For the first time, Jericho notices the butt of a dark metal rifle protruding from a saddle holster. “Say, you haven’t been hunting moose with an M-16, have you, Reverend?”

David tugs the reins, and the horse angles a few steps to the side.

“Hear the word, pilgrim. ‘The angel shall sound his trumpet and a blazing torch shall fall from the sky.’”

“What is that, Bob Dylan? No, the Beatles, right? ‘Lucy in the Sky with Diamonds’?”

“The Bible teaches us to suffer fools gladly if we ourselves are wise,” David says.

“Must have missed that sermon.”

“You should join my congregation. Are you a believer?”

“Unless I was drunk as a skunk, I went to church every Sunday, up ‘til the time we lost our preacher ‘cause he was caught diddling one of the choir boys. I guess you could say my beliefs have been tested.”

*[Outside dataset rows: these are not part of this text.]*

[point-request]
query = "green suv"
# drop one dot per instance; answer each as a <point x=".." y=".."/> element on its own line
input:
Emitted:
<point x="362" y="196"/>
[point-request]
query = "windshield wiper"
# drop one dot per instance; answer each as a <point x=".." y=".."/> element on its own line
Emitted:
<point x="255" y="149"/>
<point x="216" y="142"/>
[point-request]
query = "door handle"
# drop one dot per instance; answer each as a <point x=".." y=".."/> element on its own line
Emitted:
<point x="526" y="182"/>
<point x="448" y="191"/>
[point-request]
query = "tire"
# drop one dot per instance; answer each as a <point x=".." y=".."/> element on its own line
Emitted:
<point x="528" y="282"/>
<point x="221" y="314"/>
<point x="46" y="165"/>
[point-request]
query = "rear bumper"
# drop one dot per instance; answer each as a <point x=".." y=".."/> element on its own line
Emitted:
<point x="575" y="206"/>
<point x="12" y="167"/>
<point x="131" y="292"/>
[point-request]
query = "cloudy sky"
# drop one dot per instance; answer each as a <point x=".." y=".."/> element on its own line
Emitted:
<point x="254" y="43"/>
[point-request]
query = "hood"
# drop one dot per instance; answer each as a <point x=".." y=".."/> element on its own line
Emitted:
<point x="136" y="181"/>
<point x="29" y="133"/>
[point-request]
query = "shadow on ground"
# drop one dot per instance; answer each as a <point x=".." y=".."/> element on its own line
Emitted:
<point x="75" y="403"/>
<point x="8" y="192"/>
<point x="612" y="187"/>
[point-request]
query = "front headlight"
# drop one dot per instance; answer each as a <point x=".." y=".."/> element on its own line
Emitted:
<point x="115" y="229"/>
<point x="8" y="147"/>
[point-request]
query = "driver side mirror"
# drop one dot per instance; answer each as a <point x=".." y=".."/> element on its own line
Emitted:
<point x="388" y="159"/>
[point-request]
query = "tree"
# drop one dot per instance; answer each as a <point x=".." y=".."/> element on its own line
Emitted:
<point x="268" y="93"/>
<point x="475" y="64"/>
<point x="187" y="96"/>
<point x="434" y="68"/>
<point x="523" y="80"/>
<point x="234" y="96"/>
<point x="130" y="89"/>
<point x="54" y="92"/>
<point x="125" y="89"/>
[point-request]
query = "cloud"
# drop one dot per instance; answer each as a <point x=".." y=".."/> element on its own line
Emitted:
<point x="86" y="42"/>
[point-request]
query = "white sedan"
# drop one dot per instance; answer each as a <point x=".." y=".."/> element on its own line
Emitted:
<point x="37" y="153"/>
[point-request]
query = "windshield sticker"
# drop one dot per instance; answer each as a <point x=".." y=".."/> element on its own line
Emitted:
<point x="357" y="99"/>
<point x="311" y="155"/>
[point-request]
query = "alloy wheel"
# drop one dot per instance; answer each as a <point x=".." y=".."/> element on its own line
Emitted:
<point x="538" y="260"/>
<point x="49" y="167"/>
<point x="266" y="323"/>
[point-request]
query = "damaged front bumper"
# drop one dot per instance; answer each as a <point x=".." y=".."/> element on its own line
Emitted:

“Do you know the Day of Reckoning beckons?”

“Funny, that’s what the preacher said when he was sober. When he was drunk, he said, ‘the day of Beckoning reckons.’”

“You are lost and wicked.” David yanks the reins to one side and roughly digs his heels into the horse’s ribs. The animal splashes across the river and bolts toward the woods, and in a moment, horse and rider are gone.

“I ain’t wicked,” Jack Jericho says to himself, blinking against the glare of the sun. “I’m just like most everyone else.”